We showed that human keratinocytes produce IL-1β when exposed to 16QsV. Furthermore, addition of recombinant IL-1β on 16QsV infected keratinocytes led to a block in viral gene transcription. Viral gene transcription was restored in the presence of an antagonist for the IL-1 receptor. More importantly we delineated that IL-1β gene transcription increased when exposed to 16QsV. These data show that HPV16 stimulates IL-1β secretion that has an anti-viral effect on infected cells. IL-1β depends on inflammasome activation; we have data showing that 16QsV was not sensed by NLPR3 or AIM2 (S5A Fig).
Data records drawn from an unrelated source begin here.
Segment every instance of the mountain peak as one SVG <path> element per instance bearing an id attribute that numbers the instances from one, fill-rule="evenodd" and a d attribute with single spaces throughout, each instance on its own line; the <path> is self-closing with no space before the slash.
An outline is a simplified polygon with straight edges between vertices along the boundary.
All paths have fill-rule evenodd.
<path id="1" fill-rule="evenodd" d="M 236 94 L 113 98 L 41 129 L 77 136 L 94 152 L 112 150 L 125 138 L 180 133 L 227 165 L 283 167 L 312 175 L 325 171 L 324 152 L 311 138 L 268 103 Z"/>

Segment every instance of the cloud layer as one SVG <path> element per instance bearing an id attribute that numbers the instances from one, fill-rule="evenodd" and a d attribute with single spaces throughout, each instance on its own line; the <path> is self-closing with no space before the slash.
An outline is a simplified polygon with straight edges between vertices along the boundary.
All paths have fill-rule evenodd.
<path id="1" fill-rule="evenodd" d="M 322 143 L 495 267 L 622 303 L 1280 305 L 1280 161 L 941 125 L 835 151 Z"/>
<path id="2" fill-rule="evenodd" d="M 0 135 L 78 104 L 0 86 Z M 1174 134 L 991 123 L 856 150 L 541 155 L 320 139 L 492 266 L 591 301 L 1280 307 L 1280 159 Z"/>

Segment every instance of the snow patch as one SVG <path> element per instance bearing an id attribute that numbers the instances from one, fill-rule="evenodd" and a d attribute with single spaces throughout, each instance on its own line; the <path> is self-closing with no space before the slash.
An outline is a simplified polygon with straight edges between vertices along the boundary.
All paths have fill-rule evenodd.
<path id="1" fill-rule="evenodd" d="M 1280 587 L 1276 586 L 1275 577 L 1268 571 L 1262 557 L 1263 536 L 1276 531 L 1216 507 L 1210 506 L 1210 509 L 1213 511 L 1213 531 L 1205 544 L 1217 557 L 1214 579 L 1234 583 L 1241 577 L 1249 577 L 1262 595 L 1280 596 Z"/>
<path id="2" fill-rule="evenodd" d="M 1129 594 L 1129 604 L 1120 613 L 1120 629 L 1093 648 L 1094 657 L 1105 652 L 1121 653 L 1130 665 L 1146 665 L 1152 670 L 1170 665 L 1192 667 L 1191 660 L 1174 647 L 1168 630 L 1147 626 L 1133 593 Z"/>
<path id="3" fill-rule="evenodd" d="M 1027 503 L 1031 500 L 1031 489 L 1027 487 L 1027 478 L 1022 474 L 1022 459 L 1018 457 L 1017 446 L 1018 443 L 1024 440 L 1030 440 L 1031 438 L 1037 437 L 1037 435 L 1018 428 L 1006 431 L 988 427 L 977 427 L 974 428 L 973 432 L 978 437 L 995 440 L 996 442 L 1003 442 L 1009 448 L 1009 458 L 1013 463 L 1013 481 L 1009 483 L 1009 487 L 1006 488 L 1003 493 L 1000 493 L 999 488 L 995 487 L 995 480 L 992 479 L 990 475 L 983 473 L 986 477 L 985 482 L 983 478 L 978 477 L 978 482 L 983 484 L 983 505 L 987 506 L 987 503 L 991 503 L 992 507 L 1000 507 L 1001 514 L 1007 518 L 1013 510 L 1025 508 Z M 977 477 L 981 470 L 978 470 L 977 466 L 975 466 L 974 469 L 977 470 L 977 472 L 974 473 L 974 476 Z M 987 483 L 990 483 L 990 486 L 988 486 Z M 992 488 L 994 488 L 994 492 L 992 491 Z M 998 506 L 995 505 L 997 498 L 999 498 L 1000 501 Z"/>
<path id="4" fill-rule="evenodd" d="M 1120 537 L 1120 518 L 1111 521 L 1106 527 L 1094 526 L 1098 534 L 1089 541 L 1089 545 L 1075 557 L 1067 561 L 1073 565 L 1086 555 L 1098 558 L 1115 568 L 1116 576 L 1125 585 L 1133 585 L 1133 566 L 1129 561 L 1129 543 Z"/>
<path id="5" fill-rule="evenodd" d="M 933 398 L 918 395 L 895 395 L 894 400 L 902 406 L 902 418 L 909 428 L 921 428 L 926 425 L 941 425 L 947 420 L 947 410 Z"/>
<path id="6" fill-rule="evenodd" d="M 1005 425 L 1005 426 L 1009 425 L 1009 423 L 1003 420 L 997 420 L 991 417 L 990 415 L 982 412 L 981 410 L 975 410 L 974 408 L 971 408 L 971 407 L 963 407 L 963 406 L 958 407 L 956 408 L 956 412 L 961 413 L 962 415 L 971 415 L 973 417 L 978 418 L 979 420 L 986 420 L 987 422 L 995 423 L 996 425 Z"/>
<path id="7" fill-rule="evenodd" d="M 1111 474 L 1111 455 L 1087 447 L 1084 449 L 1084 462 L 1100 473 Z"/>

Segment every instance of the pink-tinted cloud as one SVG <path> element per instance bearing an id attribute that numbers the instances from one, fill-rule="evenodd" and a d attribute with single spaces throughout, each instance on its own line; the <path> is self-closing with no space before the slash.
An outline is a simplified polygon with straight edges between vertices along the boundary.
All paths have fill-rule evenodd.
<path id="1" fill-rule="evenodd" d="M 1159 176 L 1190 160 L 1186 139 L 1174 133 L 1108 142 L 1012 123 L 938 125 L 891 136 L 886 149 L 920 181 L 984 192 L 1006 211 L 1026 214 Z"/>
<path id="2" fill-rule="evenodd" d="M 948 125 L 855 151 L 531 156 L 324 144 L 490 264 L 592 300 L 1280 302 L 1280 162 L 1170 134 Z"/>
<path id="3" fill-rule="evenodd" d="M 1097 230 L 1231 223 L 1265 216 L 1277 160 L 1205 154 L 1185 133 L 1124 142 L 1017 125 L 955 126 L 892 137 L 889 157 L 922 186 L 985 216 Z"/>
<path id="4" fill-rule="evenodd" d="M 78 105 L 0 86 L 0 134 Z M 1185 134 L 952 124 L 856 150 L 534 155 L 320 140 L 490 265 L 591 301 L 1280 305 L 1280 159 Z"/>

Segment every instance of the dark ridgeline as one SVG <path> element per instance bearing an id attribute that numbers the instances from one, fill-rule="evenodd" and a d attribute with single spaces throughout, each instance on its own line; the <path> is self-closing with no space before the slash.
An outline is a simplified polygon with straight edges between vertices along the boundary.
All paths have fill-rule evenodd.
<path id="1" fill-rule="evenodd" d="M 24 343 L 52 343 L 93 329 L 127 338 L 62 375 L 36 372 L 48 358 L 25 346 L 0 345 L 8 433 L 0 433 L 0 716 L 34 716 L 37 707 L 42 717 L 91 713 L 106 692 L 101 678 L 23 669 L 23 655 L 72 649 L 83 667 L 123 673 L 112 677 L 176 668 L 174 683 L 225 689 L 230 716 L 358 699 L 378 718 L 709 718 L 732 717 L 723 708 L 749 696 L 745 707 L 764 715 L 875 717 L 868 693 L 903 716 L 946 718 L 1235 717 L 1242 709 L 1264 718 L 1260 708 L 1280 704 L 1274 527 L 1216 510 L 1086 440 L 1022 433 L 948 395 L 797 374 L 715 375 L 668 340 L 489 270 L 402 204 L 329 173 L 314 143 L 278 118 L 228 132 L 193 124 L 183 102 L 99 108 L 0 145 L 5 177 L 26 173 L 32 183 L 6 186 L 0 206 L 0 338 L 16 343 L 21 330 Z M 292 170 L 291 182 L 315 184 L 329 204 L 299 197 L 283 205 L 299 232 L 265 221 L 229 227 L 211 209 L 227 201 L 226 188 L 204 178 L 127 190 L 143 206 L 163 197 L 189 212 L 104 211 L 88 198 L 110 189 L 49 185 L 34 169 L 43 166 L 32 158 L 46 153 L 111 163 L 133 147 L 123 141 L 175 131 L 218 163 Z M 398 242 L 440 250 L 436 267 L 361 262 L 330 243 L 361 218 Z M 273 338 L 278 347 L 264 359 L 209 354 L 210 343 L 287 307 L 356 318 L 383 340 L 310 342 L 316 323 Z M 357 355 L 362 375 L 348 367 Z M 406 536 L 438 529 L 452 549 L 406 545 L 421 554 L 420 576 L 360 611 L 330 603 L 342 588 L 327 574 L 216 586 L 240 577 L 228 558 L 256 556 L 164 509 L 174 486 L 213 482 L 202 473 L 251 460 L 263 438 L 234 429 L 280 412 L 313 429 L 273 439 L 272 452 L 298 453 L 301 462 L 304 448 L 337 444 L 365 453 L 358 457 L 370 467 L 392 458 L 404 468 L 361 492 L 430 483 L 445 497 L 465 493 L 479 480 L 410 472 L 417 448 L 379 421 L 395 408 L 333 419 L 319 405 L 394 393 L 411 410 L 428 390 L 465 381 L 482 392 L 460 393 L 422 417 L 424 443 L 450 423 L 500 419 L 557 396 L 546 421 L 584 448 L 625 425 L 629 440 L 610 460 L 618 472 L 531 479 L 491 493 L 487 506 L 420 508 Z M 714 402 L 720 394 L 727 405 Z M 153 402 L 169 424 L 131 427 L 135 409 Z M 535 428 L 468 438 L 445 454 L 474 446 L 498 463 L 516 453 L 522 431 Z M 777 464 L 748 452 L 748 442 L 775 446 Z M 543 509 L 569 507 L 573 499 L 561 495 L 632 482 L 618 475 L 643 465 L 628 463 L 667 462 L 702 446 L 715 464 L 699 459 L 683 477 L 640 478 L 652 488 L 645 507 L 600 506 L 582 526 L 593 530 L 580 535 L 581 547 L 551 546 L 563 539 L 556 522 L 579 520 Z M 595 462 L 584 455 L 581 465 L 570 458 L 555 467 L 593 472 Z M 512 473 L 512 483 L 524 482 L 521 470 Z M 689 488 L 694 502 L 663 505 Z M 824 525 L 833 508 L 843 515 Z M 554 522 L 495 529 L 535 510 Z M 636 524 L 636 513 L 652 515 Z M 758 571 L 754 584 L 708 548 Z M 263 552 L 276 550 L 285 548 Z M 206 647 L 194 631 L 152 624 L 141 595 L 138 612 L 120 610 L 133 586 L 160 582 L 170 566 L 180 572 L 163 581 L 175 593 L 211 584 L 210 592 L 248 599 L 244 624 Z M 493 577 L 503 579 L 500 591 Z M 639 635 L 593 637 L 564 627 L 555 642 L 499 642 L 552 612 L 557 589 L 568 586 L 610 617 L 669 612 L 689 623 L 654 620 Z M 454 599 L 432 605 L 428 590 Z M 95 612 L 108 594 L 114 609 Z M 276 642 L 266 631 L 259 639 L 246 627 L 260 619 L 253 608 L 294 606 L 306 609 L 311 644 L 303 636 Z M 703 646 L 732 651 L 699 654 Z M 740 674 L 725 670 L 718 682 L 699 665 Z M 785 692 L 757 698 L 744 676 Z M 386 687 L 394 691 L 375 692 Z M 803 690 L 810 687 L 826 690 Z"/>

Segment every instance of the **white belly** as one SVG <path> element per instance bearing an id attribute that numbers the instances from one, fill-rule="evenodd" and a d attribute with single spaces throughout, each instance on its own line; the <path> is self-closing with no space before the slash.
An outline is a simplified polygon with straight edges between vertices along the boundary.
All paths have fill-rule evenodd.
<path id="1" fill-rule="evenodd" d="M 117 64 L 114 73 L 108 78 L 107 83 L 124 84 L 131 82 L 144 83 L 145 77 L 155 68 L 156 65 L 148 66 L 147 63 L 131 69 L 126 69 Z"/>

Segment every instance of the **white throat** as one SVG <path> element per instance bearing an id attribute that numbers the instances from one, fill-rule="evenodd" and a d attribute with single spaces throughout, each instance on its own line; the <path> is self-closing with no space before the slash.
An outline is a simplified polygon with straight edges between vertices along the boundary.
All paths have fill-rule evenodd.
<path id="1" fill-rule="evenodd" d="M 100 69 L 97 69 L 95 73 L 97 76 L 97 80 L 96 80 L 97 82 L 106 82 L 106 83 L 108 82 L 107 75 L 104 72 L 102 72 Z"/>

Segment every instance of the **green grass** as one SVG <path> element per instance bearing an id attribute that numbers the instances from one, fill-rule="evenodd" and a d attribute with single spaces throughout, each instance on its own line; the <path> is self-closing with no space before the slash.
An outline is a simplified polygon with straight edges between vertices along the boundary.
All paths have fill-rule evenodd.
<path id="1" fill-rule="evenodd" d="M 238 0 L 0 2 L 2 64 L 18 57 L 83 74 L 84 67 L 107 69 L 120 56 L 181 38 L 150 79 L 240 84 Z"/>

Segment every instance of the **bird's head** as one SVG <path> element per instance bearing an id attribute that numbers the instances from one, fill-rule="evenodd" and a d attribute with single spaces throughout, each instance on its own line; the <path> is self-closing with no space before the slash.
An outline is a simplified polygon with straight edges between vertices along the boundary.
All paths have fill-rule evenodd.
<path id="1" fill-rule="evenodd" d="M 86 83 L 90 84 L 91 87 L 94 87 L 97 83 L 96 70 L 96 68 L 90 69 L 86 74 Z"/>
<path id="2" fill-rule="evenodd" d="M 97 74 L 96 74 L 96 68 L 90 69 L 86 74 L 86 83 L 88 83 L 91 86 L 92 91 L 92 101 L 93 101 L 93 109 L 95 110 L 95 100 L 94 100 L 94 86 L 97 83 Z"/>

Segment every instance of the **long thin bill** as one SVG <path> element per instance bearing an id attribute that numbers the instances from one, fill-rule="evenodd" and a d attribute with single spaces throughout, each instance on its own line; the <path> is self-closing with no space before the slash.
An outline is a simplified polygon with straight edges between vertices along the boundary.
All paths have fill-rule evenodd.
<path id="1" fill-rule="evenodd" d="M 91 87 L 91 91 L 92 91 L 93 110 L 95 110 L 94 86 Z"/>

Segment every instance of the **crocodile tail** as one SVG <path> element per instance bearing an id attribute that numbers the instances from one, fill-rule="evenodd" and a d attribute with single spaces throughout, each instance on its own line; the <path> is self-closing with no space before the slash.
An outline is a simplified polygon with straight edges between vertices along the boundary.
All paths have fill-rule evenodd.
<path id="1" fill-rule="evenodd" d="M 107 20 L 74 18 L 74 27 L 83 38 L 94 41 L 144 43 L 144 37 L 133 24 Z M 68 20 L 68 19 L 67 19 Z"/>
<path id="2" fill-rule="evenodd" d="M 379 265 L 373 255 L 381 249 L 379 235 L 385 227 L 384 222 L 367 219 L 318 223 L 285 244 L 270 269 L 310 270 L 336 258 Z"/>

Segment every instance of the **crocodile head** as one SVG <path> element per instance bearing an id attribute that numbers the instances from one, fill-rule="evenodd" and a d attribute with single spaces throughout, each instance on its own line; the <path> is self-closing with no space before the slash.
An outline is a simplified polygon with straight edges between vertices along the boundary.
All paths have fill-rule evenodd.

Bone marrow derived macrophages from NLRP3 and AIM2 knock out mice were still able to produce IL-1β in the presence of 16QsV (S5A Fig). Therefore we still need to elucidate which innate-inflammasome sensor can detect 16QsV. However IL-1β gene expression began to decrease post 8h infection with 16QsV. These data implicate that HPV16 has developed an escape mechanism to block IL-1β production. Our findings are summarised in Fig 10.